Showing posts with label Murderous Ink. Show all posts
Showing posts with label Murderous Ink. Show all posts

Monday, July 22, 2024

Her Dangerously Clever Hands, by Karen Odden

 


"Her Dangerously Clever Hands," by Karen Odden, in Crimeucopia: Through the Past DarklyMurderous Ink Press, 2024.

The publisher sent me a free copy of this magazine.

London, 1879. Inspector Michael Corravan is held in some suspicion at Scotland Yard because he is Irish by way of the infamous Whitechapel neighborhood.  But when the head of a well-known band of female thieves is murdered, his familiarity with the place gets him the job of investigating. 

It turns out that the main suspect is the woman he had a crush on years ago, before she was transported to Australia for theft.  This is a complicated story, rich in period detail, and with a satisfactory solution.

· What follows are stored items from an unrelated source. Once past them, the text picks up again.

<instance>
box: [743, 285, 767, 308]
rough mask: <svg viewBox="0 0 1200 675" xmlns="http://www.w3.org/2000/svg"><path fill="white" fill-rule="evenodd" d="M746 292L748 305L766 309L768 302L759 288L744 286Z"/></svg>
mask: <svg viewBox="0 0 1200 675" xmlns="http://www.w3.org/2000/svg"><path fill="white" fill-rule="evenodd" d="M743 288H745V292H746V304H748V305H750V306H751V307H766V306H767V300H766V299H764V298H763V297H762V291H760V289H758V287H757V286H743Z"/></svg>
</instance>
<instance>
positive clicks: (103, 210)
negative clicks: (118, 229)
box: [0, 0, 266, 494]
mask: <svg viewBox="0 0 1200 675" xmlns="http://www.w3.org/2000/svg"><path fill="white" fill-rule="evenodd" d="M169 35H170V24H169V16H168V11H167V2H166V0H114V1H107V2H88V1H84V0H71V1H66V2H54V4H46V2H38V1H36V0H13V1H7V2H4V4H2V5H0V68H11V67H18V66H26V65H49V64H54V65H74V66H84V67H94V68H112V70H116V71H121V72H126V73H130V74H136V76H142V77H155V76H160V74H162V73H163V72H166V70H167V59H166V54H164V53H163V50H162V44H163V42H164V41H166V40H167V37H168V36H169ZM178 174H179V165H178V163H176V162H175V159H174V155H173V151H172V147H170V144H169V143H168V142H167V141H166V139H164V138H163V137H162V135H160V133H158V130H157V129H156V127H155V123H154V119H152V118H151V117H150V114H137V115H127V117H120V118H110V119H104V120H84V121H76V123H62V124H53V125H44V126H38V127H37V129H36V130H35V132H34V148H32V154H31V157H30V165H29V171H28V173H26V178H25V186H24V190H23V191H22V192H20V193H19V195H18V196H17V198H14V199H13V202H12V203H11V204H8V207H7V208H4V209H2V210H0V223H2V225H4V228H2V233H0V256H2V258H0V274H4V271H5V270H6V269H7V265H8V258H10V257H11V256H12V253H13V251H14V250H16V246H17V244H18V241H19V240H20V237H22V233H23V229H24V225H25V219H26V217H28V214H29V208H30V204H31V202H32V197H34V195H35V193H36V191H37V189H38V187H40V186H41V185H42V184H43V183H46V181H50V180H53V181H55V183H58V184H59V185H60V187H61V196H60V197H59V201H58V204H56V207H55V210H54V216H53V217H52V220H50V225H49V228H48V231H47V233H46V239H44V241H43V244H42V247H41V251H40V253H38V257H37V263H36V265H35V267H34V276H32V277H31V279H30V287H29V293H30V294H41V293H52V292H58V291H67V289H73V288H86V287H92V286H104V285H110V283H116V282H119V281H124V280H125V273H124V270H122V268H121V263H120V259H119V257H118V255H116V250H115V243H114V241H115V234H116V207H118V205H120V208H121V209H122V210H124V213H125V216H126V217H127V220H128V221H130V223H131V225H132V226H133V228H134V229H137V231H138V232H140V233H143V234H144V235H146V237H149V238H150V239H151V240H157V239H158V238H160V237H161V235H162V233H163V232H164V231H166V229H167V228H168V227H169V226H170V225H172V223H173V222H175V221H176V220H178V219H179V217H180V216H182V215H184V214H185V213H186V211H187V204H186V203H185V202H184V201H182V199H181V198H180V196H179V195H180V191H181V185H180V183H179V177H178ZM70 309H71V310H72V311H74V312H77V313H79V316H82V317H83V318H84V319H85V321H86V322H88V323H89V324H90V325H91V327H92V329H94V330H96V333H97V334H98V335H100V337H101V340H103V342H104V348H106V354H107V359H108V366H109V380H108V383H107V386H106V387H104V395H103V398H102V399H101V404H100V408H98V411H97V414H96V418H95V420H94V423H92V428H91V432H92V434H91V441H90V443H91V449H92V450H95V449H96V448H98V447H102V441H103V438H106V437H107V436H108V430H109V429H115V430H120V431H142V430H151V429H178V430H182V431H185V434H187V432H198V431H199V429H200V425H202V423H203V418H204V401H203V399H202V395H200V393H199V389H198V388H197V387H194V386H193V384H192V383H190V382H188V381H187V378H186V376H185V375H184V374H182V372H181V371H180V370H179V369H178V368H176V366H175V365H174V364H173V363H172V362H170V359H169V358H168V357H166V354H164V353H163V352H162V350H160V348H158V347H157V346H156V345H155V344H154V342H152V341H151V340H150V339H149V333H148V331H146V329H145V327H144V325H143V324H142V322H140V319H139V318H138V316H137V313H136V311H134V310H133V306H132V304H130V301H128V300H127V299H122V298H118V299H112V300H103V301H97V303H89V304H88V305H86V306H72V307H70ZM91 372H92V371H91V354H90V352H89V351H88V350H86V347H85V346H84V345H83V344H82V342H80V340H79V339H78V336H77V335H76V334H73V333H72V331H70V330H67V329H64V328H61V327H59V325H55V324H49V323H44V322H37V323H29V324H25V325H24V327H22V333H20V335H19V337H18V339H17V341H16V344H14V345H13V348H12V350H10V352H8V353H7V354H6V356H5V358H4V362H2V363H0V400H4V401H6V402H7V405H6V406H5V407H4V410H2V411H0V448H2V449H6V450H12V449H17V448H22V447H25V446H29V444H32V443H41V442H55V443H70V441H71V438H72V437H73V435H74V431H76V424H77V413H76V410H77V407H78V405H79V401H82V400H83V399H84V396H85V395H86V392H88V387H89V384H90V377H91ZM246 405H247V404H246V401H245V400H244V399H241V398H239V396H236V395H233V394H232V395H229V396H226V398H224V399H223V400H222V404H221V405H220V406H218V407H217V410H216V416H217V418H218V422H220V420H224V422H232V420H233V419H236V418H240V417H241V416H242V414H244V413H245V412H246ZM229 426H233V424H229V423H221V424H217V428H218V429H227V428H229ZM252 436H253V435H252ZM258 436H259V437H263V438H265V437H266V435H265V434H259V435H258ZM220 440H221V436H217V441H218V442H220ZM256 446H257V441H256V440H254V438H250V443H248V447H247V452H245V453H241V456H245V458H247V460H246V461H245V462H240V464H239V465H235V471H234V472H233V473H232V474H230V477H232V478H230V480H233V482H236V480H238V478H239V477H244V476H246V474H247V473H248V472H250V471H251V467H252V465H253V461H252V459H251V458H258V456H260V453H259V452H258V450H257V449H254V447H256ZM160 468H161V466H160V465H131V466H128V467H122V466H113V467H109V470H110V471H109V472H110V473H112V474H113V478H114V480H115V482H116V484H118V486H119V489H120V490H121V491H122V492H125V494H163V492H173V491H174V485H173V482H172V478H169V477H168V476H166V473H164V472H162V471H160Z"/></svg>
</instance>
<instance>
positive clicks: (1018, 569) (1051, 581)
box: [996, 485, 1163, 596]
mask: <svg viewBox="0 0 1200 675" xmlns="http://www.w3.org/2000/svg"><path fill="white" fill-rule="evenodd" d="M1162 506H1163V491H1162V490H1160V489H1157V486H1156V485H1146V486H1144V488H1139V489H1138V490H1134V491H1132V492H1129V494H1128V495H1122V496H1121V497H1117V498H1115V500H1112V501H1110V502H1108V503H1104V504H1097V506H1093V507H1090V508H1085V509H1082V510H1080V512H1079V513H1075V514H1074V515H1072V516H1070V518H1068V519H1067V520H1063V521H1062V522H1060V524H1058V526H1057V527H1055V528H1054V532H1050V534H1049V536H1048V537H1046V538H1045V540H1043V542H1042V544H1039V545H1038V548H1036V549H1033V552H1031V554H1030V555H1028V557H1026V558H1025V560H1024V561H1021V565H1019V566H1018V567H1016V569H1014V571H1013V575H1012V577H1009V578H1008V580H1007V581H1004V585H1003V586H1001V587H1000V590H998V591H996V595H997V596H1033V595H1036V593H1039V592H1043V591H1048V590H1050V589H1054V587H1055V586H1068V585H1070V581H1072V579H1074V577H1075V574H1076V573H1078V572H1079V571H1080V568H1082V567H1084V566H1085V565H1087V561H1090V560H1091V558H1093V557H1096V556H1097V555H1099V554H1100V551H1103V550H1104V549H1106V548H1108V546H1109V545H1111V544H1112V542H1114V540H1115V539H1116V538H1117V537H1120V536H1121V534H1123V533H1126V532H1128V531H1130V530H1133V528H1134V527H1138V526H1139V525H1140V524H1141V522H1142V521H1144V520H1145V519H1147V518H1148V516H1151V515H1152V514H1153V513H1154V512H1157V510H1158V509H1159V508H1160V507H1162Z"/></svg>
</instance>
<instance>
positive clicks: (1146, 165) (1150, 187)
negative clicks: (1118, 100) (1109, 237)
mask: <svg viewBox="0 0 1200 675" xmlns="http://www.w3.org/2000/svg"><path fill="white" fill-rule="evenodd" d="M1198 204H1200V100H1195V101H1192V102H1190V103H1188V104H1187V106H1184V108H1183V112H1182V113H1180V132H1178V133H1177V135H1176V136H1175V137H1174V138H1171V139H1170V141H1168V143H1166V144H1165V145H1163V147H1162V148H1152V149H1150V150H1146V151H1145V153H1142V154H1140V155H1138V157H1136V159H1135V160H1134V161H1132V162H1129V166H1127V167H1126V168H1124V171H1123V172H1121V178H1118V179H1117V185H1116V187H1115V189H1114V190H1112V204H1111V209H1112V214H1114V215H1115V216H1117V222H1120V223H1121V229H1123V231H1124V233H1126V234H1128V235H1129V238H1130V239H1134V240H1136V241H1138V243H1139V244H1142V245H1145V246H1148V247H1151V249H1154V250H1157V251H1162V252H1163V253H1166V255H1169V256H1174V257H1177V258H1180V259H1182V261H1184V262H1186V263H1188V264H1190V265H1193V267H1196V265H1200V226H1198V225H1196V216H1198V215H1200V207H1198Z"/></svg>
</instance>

Sunday, September 17, 2023

Lavender Diamond, by Edward Sheehy

 


"Lavender Diamond," by Edward Sheehy in Crimeucopia: Boomshakalaking! Modern Crimes for Modern Times, Murderous Ink Press, 2023.

This is one of those mysterious books that came into existence without an editor.  And this is, I believe the first story from Crimeucopia to make my best of the week list.

What is the difference between comedy and farce?  Farce is the extreme end of the spectrum, clowning, no suspension of disbelief necessary.  Neil Simon's The Odd Couple is comedy, his Murder by Death is farce.

And what Sheehy offers us today is farce.  Here's how it starts:

I'm done writing first-person point-of-view stories.  My latest saga of a modern family stretching back several generations, voiced by 72 first-person characters including pet dogs and cats and a crow circling the narrative dispensing omniscient commentary, had been soundly rejected by dozens of publishers.

Can't say that I blame them.  But my first question: is this meta?  Is this Sheehy telling us something about his writing?

No, as it turns out this is his character, who is a writer.  But now it gets confusing, because our hero, still writing in first person, visits a library where he encounters...

A tall dude, six-feet-four with a shaved head, wore a gold chain over a tight turtleneck that showed off a thick musculature gained from years of pumping iron at Cumberland Correction on a narcotics charge.  Inside the joint the dude known as Craz had been the leader of a brutal and murderous prison gang.

Wait a minute!  How does our character know all this?  Have we wandered into third person omniscient narration?

Strap in.  It's going to be a wild ride.